When Sarah Morton (Charlotte Rampling,) famed author of harlequin detective novels, takes a solitary retreat from her London home to her publisher's palatial French country estate, she expects peace and quiet to work on her next big seller. She does not expect to meet her publisher's daughter, Julie (Ludivine Sagnier,) who is fed up with work and comes to the estate to satiate her appetite for easy times and promiscuous sex. Francois Ozon directs the multi-generational in this beautifully haunting loom of the creative process and our underlying desire for vice.

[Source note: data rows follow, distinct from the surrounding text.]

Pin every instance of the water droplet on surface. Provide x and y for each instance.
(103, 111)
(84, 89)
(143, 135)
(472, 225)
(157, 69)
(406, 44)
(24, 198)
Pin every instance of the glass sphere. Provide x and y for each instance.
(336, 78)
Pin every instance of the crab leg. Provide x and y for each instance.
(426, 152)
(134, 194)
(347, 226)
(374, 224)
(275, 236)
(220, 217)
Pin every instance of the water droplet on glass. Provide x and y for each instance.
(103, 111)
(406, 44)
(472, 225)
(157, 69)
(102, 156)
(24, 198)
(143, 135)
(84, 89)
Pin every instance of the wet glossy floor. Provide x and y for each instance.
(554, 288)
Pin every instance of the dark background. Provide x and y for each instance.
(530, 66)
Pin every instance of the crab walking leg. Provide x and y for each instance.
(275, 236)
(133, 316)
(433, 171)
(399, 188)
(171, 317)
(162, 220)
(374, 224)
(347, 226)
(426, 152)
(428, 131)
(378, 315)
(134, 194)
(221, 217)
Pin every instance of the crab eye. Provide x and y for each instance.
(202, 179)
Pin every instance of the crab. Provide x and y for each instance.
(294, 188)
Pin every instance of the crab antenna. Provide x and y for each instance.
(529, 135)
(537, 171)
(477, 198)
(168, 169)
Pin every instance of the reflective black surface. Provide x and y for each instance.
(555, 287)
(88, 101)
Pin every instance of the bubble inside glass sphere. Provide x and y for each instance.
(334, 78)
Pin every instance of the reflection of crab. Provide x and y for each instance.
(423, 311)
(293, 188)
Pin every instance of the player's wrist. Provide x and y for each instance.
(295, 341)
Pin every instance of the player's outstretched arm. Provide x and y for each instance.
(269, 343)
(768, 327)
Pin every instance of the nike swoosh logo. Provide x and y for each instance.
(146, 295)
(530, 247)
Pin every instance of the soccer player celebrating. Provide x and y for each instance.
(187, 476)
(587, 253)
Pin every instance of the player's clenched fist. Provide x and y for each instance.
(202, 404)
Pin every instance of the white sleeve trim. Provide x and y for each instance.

From the instant the opening credits began their delicate crawl, I was a leaf in Swimming Pool's breeze. The characters, uniquely developed under Ozon's careful eye, display a reality uncommon to other cinematic figures. Nearly every line of dialogue, every attitude and expression hints at a deeper intricacy - the subtle connections between things that may seem entirely parallel. Through these subtleties the most interesting aspects of the film arise.

I continued to be swept away into the film's world. Its variegated self-reflective nature and patient, almost Kubrick-esque cinematography kept me willingly in close attention. Rampling and Sagnier are unquestioned in their performances - they are Sarah and Julie and no one else. They lock and disjoint from one another as a shattered mirror being pieced together. We immediately connect with them in different fashions, and in allowing ourselves to set aside the penchant for nobility in cinematic portraits, the connection penetrates deeper levels.